In [1]:
%pip install be-great datasets transformers trl



## Step 0: load dataset

First we load the table we want to synthesize.

In [2]:
from google.colab import drive
drive.mount('/content/gdrive')

Drive already mounted at /content/gdrive; to attempt to forcibly remount, call drive.mount("/content/gdrive", force_remount=True).


In [3]:
data_path = "/content/gdrive/MyDrive/stats261/ctr_subset.csv"

In [4]:
# replace with actual csv loading
# from sklearn.datasets import load_breast_cancer
import pandas as pd

data = pd.read_csv(data_path)
#data = data.sample(100)
real_columns = data.columns

In [5]:
data.shape

(238272, 25)

## Step 1: supervised-finetuning for table generation

In this step, we finetune a distillgpt2 model to perform synthetic table generation.

In [None]:
from be_great import GReaT


duration = 10

model_great = GReaT(llm='distilgpt2', batch_size=32,  epochs=duration, fp16=True)
model_great.fit(data)
base_model = model_great.model
base_model.save_pretrained("./trained_base_model")
synthetic_data = model_great.sample(n_samples=100,max_length=duration)

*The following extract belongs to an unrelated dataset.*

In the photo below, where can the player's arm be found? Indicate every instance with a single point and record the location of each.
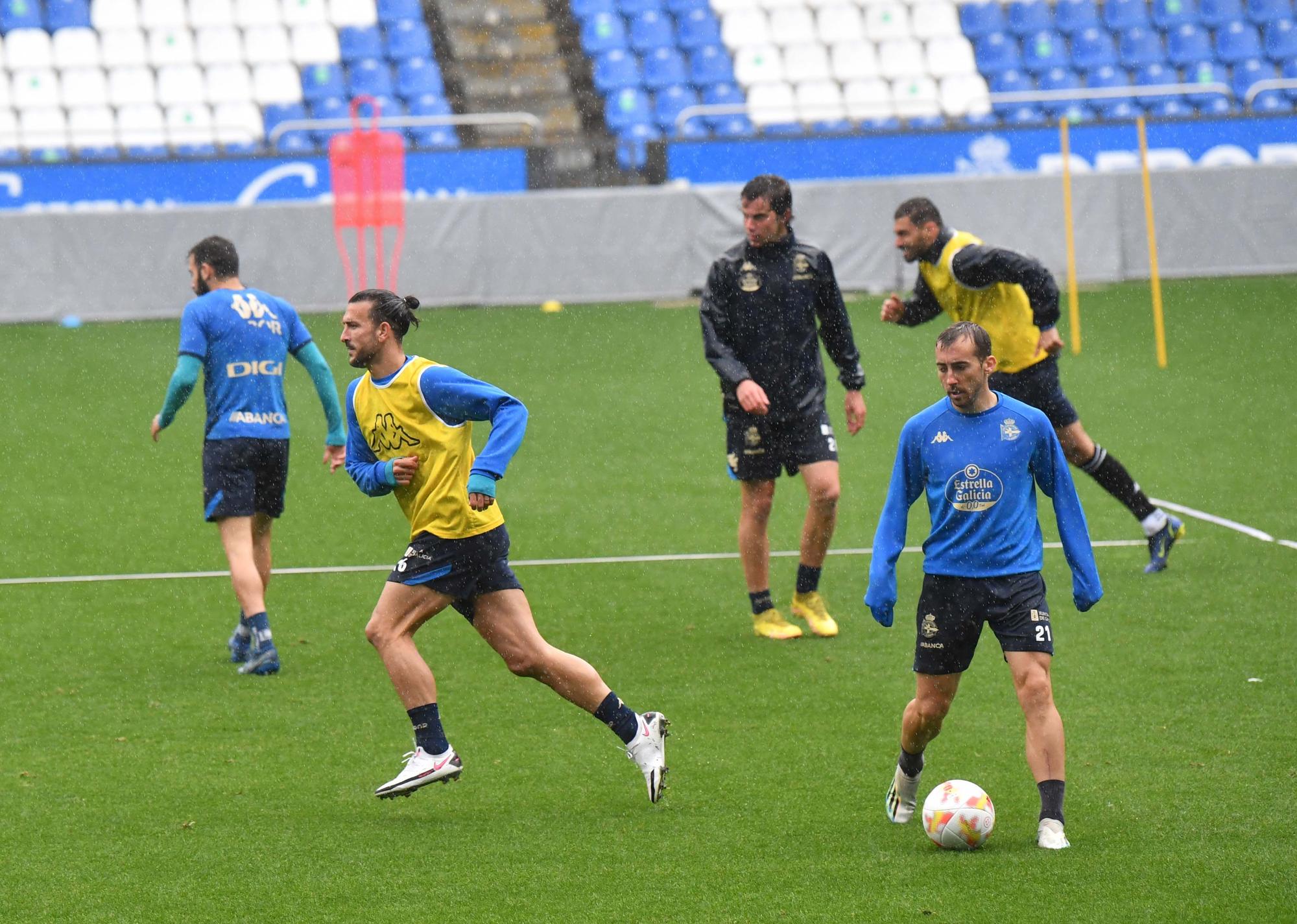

You're using a GPT2TokenizerFast tokenizer. Please note that with a fast tokenizer, using the `__call__` method is faster than using a method to encode the text followed by a call to the `pad` method to get a padded encoding.


Step,Training Loss
500,0.9508
1000,0.7738
1500,0.7495


## Step 2: reward model training

Our reward model is a powerful classifier trained on the real tabular data. We apply it on synthetic table rows, and the reward is maximize when the distance between synthetic and predicted class probabilities are minimized. The idea is that the synthetic data should preserved the feature-target relationship as found in the real data, by powerful classsifiers such as XGboost.

In [None]:
import pandas as pd
from sklearn.model_selection import train_test_split
from sklearn.preprocessing import MinMaxScaler, LabelEncoder
from sklearn.compose import ColumnTransformer
from sklearn.pipeline import Pipeline
from sklearn.impute import SimpleImputer
from sklearn.preprocessing import OneHotEncoder
import xgboost as xgb

X = data.iloc[:, :-1]
y = data.iloc[:, -1] # assume y is already encoded as 0 and 1

# Identify numerical and categorical columns
numerical_features = X.select_dtypes(include=['int64', 'float64']).columns
categorical_features = X.select_dtypes(include=['object', 'category']).columns

# Preprocessing for numerical data
numerical_transformer = Pipeline(steps=[
    ('imputer', SimpleImputer(strategy='median')),
    ('scaler', MinMaxScaler())
])

# Preprocessing for categorical data
categorical_transformer = Pipeline(steps=[
    ('imputer', SimpleImputer(strategy='most_frequent')),
    ('onehot', OneHotEncoder(handle_unknown='ignore'))
])

# Bundle preprocessing for numerical and categorical data
preprocessor = ColumnTransformer(
    transformers=[
        ('num', numerical_transformer, numerical_features),
        ('cat', categorical_transformer, categorical_features)
    ])


# Define the model and preprocessors
classifier = xgb.XGBClassifier(use_label_encoder=False, eval_metric='logloss')
pipeline = Pipeline(steps=[('preprocessor', preprocessor),
                           ('model', classifier)])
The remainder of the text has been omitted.